Mental health problems are estimated to cost the UK more than £100bn a year, including £21 billion on health and social care.

Researchers said that while many mental health problems are more common in lower socio-economic groups, others, such as anxiety, occurred at least as much among middle-class families.

A universal screening programme would mean children did not feel stigmatised by being asked to undergo tests, said Mr Williams, who is also a visiting school at Feinberg School of Medicine, in Chicago.

Researchers said such tests, which ask children to respond to a series of questions about their emotional state, could be administered at a cost of around £27 per child.

Parents could be offered the opportunity to “opt-out” from the programme, they said.

Mental health charities expressed reservations about the proposal.

Paul Jenkins, CEO of the charity Rethink Mental Illness said: “While I agree with the principle that mental health should be taken just as seriously as physical health by schools, seven years old seems too young. Most mental health problems usually first begin to show in teenage years and serious mental illnesses like schizophrenia and bipolar tend to first present themselves in the late teens and early twenties.”

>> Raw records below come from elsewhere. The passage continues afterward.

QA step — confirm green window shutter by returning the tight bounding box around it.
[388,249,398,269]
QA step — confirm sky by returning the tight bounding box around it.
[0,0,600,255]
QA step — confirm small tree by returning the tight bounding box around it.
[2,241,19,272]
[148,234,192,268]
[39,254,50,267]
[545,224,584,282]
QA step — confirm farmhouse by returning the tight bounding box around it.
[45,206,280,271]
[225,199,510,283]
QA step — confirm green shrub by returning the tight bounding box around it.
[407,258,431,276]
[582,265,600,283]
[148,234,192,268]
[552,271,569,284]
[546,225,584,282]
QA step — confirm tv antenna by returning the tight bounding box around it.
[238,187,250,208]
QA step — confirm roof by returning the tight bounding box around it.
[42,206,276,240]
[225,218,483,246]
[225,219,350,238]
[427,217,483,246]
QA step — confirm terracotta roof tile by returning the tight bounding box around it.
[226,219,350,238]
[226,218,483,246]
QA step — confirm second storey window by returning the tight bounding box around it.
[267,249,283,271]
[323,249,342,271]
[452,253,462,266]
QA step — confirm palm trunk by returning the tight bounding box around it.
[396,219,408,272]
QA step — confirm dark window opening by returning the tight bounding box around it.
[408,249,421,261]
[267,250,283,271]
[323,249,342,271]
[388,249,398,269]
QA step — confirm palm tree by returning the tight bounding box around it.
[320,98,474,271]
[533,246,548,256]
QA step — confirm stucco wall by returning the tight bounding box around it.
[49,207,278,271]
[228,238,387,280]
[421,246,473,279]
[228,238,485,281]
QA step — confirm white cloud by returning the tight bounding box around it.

He said attempts to identify mental health problems should focus more on teenagers, than younger children.

Lucie Russell, Director of Campaigns at YoungMinds said: “Mental health screening Is all very well if the services are there to respond to and support children with emerging mental health problems. Current provision is patchy and ranges from high quality to not good enough. Screening as part of early intervention is theoretically a positive step forward but it must be backed up with comprehensive support and treatment for any identified children and their families.”

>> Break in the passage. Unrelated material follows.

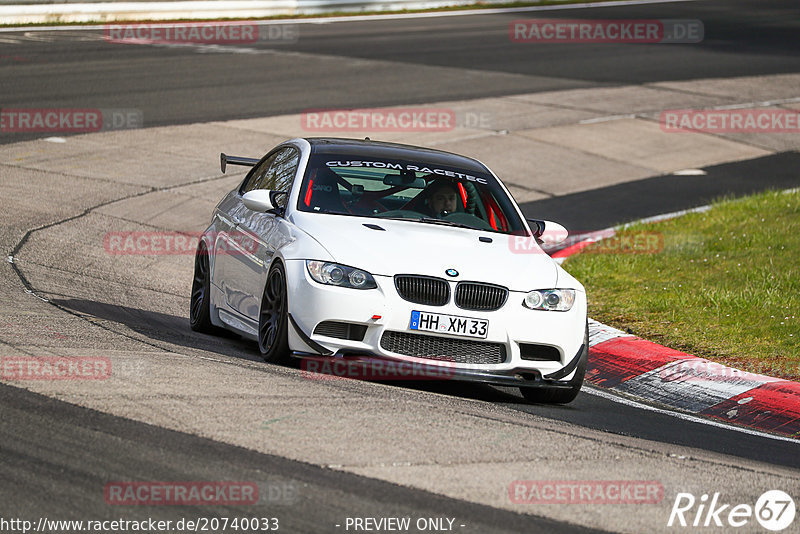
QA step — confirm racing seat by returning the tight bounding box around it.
[303,168,348,213]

The government has backed a drive to tackle the stigma of depression and anxiety , with a Time to Change campaign, aimed at children in schools and youth clubs and via social networking websites, backed by sports celebrities.

Official figures suggest one in four people will experience mental health problems during their lives.

A DoH spokesperson said: “This is not something currently under consideration. However, we and the Department for Education would seek independent, evidence-based advice from the UK National Screening Committee before introducing mental health screening for children.”

“We want all children to have good, safe mental health care, which is why we are investing £54 million into improving access to mental health treatments for children and young people.”